You have done so much already so the problem with your DH now is since you have been so good hearted about everything he just EXPECTS you to take care of everything. He is taking you for granted. He asked BM to watch HER OWN CHILD FOR THE WEEKEND AFTER THANKSGIVING AND THAT WAS DOING YOU A FAVOR???? Sorry Ms Angie - no disrespect but your husbands a moron! I mean it is so outrageous if you think about it for a second it is funny. Stop doing so much and let your husband be a responsible parent.

KittyKat's picture

I think YOUR H and MY H were drinking the same
wacky water...

We had almost the SAME BLOWOUT ("you never support
me") last night, but MINE was over his codepndency
on his MOM and 50-something lazy brothers.

They truly are idiots at times; I'm ready to pack
up and get on with it myself. Just letting ya know
I feel your pain, girlfriend!

"No one can make you feel inferior without your consent."-Eleanor Roosevelt

bewitched's picture

"To Thine Own Self Be True" William Shakesphere

is DH doing something for you?! Girl, I feel for you. I just had a rant myself over the selfish, all about me man I had the incredibly poor judgement to marry. This creep won't even get off his behind long enough to help me clean up my folks roof (just want him to hold the ladder, precious doens't need to exert himself doing any real labor here), when we live in a house that belongs to them, rent free!

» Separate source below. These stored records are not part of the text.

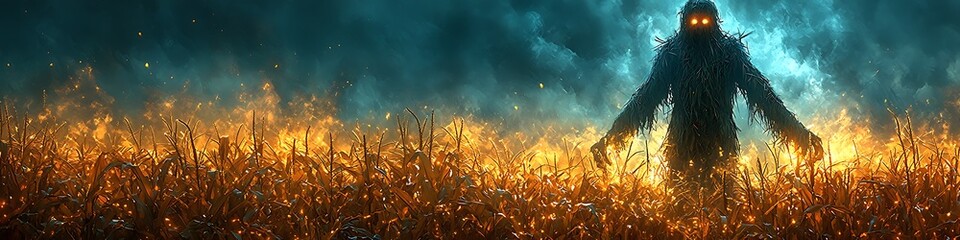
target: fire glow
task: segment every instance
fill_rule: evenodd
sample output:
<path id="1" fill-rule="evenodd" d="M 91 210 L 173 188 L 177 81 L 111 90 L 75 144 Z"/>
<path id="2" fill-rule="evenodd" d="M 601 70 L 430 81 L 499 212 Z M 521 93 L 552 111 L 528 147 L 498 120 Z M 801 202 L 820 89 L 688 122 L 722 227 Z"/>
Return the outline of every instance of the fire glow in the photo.
<path id="1" fill-rule="evenodd" d="M 12 174 L 0 178 L 9 196 L 0 225 L 61 223 L 21 233 L 44 237 L 93 234 L 64 223 L 104 215 L 91 224 L 160 237 L 958 234 L 960 149 L 950 126 L 913 126 L 893 111 L 891 136 L 846 110 L 815 116 L 822 161 L 747 145 L 729 170 L 733 192 L 689 192 L 665 182 L 664 126 L 601 171 L 586 149 L 602 136 L 596 126 L 506 131 L 419 109 L 344 123 L 336 104 L 284 103 L 270 83 L 240 95 L 240 106 L 178 96 L 143 116 L 114 116 L 105 110 L 112 98 L 85 94 L 100 92 L 93 71 L 53 91 L 58 101 L 39 114 L 4 106 L 3 171 Z M 55 202 L 62 211 L 36 204 L 47 196 L 74 202 Z"/>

Your H sounds like he has the same "it's all about me" thought process my H has-and after 6 months of the crap I've just about had it. Told him to get out today. 'Course then the coward backed down-oh, I love you honey. Let's not fight. I know exactly where SD17 gets her sense of entitlement from-him. They are exactly alike.

Wanna do a Golden Girls thing?

hopefloats22's picture

HI,

I'm not a member here, but just had to respond to what you've written. My husband and I have only been married for a little over two years.
Lately he's been working a lot more to make ends meet and I've been taking on more and more responsibilities when it comes to caring for our two SD's. He wants to get more custody (he has 50/50 now) and I'm totally scared. Will he expect ME to raise these girls? I want more kids, but now that I'm a biological mother myself, if I knew then what I know now, I NEVER would have married someone who already had an ex, and kids (it was my first marriage with no kids of my own). It's amazing, you, as a SM have to watch what you do so the BM doesn't have a shit fit, and then your husband just expects you to have no problems in raising HIS biological kids. I swear, people just don't know the emotional struggles a SM goes through to keep her own marriage together, appease the ex-wife where appropriate, keep in-laws fixed so they can feel it's "business as usual" ~ aaaaagghhh!! It's enough to drive anyone mad. HOW woman do we do it? Are we just insane??